Secondly, you should know that the loss of your loved one doesn’t have to be just a negative experience. Instead, try coming up with some ideas that could be done in memoriam for them as a way to keep them alive.
For example, you could put your creativity to good use by making a memory box filled with special items that you and your family and friends can share together when you gather. Or, you could make a decoration, such as an ornament or a wreath, in honor of your loved one. Sometimes reliving the good times or simply keeping your hands busy is enough.
If you aren’t the creative type, you could recapture your loved one’s spirit by playing their favorite holiday music, setting a place for them at the table, having a moment of silence during prayer, or buying a gift that you would have gotten them and donating it to charity. Your loved one is still with you not only through their legacy, but also through you and your actions.
Or, since you’ll most likely visit your loved one at some point, you could even bring something for them to the graveyard, such as a grave blanket, fresh poinsettias, or any other holiday item that would be meaningful.
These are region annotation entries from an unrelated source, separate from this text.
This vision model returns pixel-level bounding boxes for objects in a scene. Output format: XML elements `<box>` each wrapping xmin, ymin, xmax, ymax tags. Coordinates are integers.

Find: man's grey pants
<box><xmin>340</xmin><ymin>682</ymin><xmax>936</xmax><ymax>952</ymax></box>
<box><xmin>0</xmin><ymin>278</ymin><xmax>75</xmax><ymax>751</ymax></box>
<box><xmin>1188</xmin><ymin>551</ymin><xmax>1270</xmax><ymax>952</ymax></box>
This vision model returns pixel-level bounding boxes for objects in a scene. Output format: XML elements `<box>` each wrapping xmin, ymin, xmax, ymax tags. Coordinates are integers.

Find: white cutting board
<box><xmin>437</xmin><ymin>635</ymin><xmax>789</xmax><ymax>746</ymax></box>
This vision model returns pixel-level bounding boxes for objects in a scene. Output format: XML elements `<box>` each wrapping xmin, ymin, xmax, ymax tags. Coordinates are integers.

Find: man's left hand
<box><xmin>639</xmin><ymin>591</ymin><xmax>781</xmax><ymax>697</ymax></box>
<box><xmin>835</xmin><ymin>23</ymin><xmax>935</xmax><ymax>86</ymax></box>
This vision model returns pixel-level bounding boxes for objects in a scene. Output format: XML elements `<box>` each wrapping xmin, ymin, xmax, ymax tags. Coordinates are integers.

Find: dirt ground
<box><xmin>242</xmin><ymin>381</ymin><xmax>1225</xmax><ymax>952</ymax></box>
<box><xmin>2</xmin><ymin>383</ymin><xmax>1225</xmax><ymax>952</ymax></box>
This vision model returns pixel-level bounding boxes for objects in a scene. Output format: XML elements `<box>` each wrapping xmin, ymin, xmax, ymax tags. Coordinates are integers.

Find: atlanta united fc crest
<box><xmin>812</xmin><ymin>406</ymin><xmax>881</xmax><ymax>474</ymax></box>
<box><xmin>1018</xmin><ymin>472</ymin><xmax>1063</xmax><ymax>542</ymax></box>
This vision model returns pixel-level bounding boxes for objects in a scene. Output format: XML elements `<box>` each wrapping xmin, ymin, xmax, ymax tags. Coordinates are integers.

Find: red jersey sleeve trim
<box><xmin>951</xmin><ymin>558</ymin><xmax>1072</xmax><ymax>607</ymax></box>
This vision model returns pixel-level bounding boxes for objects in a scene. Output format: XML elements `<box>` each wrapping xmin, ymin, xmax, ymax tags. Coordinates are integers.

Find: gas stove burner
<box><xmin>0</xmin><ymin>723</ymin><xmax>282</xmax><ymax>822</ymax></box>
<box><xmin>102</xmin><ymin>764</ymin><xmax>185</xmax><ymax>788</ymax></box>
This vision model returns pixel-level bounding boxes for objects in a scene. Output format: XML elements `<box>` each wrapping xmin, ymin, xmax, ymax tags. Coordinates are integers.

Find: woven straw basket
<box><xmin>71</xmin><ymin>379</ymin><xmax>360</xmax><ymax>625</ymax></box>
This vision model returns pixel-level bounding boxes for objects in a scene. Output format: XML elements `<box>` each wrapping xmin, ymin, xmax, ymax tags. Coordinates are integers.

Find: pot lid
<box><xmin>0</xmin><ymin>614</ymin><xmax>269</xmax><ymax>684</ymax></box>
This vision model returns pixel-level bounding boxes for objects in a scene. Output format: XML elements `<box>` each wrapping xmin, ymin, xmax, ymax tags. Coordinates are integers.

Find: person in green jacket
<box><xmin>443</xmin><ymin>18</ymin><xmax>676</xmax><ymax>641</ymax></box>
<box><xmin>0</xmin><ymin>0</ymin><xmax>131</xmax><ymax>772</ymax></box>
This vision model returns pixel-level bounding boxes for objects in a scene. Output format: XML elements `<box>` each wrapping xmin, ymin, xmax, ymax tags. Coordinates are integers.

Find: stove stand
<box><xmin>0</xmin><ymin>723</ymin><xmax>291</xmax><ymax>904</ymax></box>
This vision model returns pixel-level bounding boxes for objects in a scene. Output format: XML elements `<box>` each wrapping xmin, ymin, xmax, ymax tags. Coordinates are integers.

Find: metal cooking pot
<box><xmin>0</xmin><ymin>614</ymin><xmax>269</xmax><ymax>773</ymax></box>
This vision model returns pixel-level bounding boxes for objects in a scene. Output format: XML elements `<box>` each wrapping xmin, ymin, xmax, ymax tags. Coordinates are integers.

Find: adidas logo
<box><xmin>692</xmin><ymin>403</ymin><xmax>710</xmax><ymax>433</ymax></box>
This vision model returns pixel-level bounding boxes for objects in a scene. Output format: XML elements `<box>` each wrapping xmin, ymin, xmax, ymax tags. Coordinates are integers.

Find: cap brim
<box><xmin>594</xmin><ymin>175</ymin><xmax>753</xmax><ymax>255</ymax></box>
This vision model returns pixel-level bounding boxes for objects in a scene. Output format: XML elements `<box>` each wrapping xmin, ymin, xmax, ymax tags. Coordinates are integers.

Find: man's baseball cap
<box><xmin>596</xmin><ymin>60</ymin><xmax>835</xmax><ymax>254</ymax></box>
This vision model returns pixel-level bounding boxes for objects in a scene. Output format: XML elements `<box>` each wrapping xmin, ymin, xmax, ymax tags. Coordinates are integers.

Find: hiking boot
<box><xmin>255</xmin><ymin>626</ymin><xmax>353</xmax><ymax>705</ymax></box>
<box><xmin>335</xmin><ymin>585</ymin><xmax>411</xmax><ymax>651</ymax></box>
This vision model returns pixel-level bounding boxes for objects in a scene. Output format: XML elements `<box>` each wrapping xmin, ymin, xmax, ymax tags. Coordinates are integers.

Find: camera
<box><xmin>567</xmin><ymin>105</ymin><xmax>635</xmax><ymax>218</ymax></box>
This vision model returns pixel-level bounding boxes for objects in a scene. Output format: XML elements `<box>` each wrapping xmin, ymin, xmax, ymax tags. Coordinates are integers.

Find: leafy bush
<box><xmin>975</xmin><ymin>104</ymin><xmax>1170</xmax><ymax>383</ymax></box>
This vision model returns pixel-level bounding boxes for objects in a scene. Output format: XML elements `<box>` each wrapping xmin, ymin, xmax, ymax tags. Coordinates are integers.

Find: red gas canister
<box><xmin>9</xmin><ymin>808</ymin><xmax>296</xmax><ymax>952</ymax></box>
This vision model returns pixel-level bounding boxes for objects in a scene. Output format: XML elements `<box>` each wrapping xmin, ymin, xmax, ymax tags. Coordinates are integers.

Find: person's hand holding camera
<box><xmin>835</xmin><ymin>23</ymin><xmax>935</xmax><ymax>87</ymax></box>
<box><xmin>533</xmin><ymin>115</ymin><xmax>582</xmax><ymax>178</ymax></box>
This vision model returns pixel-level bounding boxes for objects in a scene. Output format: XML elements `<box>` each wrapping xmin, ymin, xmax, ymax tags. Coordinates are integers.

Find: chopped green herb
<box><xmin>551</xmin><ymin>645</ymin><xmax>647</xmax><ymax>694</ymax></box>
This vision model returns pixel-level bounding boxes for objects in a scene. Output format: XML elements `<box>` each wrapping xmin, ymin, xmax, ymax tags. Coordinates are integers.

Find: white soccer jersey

It’d probably mean the world to them, but more importantly, it’ll make you feel better, too.
Most of all, though, above anything else, you should know that it’s okay to be happy. It doesn’t mean that you miss your loved one less or that their absence is insignificant, so don’t feel guilty.
Odds are, your loved one would want nothing more than for you to be filled with joy and peace. And you deserve to be. Please believe that.
Katherine Ward lives in Salisbury. She is a freelance healthcare content writer specializing in mental health and grief.